If you're reading this through Facebook, it's because you haven't hidden my updates from your wall. First off, let me just say I appreciate that immensely. Secondly, if my Lose It! updates are beginning to get to you, you can hit the "x" next to my posts and then pick "Hide all from Lose It!"
Okay, with the disclaimers out of the way, I can now begin to tell you how much I am truly enjoying this weight loss/working out journey. The best gift my husband could have come up with, he gave our family last September - gym membership. Believe me when I tell you I was never a gym person. It freaked the heck out of me. We had made one attempt at going to a yoga class years ago and I even used their stationary bicycle once and then that was it. I was done. It was much, much more relaxing to stay home and drink wine and have a nice dinner. Much better than to be in a roomful of healthy, fit people all staring at overweight little me.
I cringe a little when I think of how much time I have wasted being afraid of the world and being ashamed of my body. I cannot pin-point an exact date all that changed but it had much (all?) to do with accepting Christ. Of that I am certain. I felt light and I felt free, and for the first time in my life, I wanted to run. I know. It surprised me, too.
Since last May, (I am dating May because I remember my birthday and how much I weighed - no other reason) I have lost 29 pounds and gained some muscle in the process. I have run my first 5k (3.1 miles), my first 4 miles, done many group classes in cardio-kickboxing, strength training, tried x-bike, learned to zumba and spent innumerable hours weight lifting as well as reading all I could get my hands on about sports nutrition and eating right.

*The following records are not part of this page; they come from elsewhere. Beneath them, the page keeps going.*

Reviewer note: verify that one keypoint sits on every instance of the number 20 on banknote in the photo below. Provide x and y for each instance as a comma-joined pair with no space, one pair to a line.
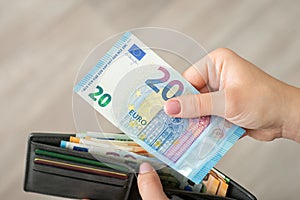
104,99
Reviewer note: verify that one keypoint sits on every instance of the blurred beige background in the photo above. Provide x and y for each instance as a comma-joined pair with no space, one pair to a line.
43,43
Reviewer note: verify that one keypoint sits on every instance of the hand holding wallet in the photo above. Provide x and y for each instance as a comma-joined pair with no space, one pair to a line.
60,174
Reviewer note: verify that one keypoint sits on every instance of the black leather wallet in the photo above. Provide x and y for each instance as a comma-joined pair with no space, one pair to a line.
61,182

In the grand scheme of things, compared to a real athlete for example, this is small, miniscule, but knowing where I come from and who I used to be, the changes I have made are truly remarkable. While I was never obese, I was overweight with almost no muscle and zero endurance. I couldn't run for more than two minutes. Today, I run two miles (at least) five times a week. I was weak, so weak my arms jiggled when I waved. Now I weight train with my husband three times a week and can bench 70 pounds, deep squat 65 and do tricep extensions with 45. I go to kickboxing and strength training classes twice a week and zumba classes once a week.

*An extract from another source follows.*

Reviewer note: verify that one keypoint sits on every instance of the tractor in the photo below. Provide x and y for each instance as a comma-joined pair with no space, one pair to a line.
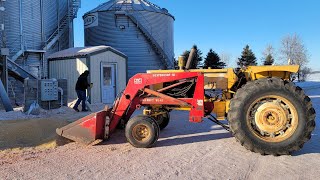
264,110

I love every minute of it. Every single, sweaty minute.
You may ask why I'm doing this. Is it pride? A desire to be beautiful? Strong? Or just healthy? Am I in a competition? Training for something? The answer to all these would be somewhere in the middle. The answer truly is, as I had shared with a close friend, is that I want to see what this amazing body God gave me is truly capable of. Not only is this an amazing, beautiful body He has given me, it is also God's temple. I am finally beginning to believe that. ("What? Know ye not that your body is the temple of the Holy Ghost which is in you, which ye have of God, and ye are not your own?" - 1 Corinthians 6:19) So, I suppose you could say that I am doing this as a testimony to God's grace.

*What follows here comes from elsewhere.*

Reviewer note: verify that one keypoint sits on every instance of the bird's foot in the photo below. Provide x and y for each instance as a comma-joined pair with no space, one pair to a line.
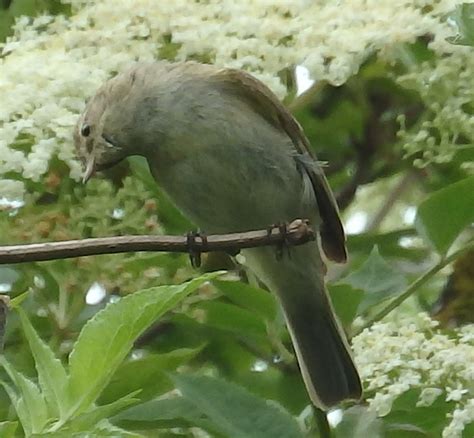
195,250
283,246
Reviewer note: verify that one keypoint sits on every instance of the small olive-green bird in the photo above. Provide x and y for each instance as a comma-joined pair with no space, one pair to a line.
232,158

Which is why, even though I'm a fan of shows like The Biggest Loser, it bothers me when they speak of "being selfish" and "doing this for yourself" and "loving yourself." No amount of telling yourself you're beautiful when the reality of sin is staring you in the face is going to make you believe it. No amount of trying to forgive yourself will work if you know you have broken God's law. We all know that, don't we? Aren't we all aware of something not being all right with ourselves? Maybe I'm delusional, but I think we do. No, I think I might just be a Calvinist in this one - I think unless the Spirit of God quickens us, we are dead. And I have been, for a long time. But I think I've been made alive and forgiven. I am a new creation; the old has gone, the new has come. (2 Corinthians 5:17)
Amazing blog Purva!! I personally love all the Lose It updates and, once again I read your words, and find myself nodding in agreement! Since I started my weight-loss, I also come back to 1 Corinthians 6:19....I have it on index cards throughout the house to keep me honest and faithful during this journey...has it been easy, heck no! Is it made easier sharing it with new friends..absolutely!!
ReplyDeleteJane,
ReplyDeleteThank you so much for the kind words. Lose it has been wonderful and so inspiring because it has reminded me that I am not alone in this journey! God provides everything we need - including friends! Thank you.